McIngvale welcomed animals too, if kenneled by an owner’s side.

By Monday evening, both locations were at capacity. They even housed National Guard troops seeking respite between rescue missions.

On Tuesday afternoon, McIngvale opened one of the locations to more people.

“Thank you to every volunteer, and our service men and women for their brave and unwavering compassion during this difficult time,” he wrote on Facebook.

His social media pages were replete with praise and thanks.

“Jim mcinvale you and your family make us proud and always have!
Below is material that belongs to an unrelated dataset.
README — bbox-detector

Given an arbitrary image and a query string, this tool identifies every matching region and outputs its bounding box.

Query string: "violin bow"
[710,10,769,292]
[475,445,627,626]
Gallery is a Houston icon and THIS stuff is why,” wrote Erika Miller Spector, a young mother from the Houston suburb of Richmond.
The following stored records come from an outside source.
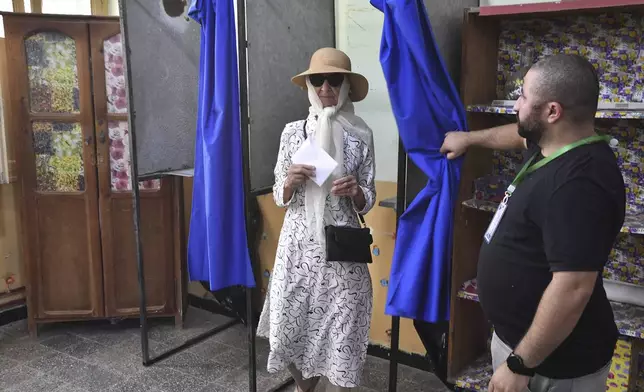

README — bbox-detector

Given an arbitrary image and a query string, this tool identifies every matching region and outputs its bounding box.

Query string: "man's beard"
[517,113,545,145]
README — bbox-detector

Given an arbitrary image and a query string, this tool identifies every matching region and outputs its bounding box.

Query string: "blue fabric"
[187,0,255,290]
[371,0,468,322]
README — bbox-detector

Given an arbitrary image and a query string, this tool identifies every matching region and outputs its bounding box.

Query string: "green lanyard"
[504,135,611,200]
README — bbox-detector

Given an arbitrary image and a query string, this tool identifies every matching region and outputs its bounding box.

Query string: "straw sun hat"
[291,47,369,102]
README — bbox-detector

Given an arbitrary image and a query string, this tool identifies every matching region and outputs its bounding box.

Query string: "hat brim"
[291,65,369,102]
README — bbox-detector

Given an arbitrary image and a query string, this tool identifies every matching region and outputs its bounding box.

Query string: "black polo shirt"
[477,140,625,379]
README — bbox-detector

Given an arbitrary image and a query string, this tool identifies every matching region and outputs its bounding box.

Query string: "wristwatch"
[506,352,536,377]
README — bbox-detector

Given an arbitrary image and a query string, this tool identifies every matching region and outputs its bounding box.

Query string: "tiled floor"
[0,307,450,392]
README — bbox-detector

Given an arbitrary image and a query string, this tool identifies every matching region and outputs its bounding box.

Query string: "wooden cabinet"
[2,13,182,333]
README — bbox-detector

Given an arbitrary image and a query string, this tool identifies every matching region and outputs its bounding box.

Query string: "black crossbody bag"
[302,120,374,264]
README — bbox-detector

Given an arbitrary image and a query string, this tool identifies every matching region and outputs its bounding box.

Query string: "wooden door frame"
[4,15,105,330]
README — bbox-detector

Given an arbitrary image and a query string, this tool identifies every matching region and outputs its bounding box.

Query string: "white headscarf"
[304,77,375,246]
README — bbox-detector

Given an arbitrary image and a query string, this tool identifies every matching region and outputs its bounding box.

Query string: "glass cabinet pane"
[33,122,84,192]
[25,32,80,113]
[103,34,127,114]
[109,121,160,192]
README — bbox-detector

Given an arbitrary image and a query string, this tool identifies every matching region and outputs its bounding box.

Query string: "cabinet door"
[4,18,104,319]
[89,22,176,317]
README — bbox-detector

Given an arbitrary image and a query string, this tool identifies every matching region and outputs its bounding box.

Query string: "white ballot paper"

“Sometimes in life those closest to you surprise you in ways even beyond your realm of thought,” wrote McIngvale’s daughter Laura McIngvale Brown on her Facebook. “Dad, it doesn’t surprise me on it you opened the stores to our fellow Houstonians, you would give your last breath for another, but it still amazes me how selfless you are. More than any being on earth, I hope I’m half the person you are one day. During these horrific 5 days my faith in humanity has been restored over and over, and you Dad are at the top of that list.”

On Tuesday, McIngvale thanked several restaurants that provided food to the people he sheltered as well as volunteers and his staff. They included Steak 48, Masraff’s, Cousins Maine Lobster, Jason’s Deli, and Lopez Mexican Restaurant.

Lopez opened Tuesday with a limited menu, pledging all profits to shelters in Fort Bend County, a Houston suburb. “All first responders eat free!” it posted on Twitter.

This wasn’t the first time McIngvale turned a showroom into a shelter. He did so during last year’s flood and also during Hurricane Katrina in 2005.

“We did this during Katrina, and we had a couple hundred people stranded for a couple days,” he told CNN. “We have tons of mattresses in our warehouse and we can provide everyone with a blanket.”

While Katrina brought much stronger winds, Harvey has already broken the record for a single-storm rainfall—over 50 inches, the National Weather Service reported—more than the average rainfall the area gets in a year.

“With God’s grace we all get through this better and stronger than ever because that’s who we are—we are Texans,” McIngvale said in his video.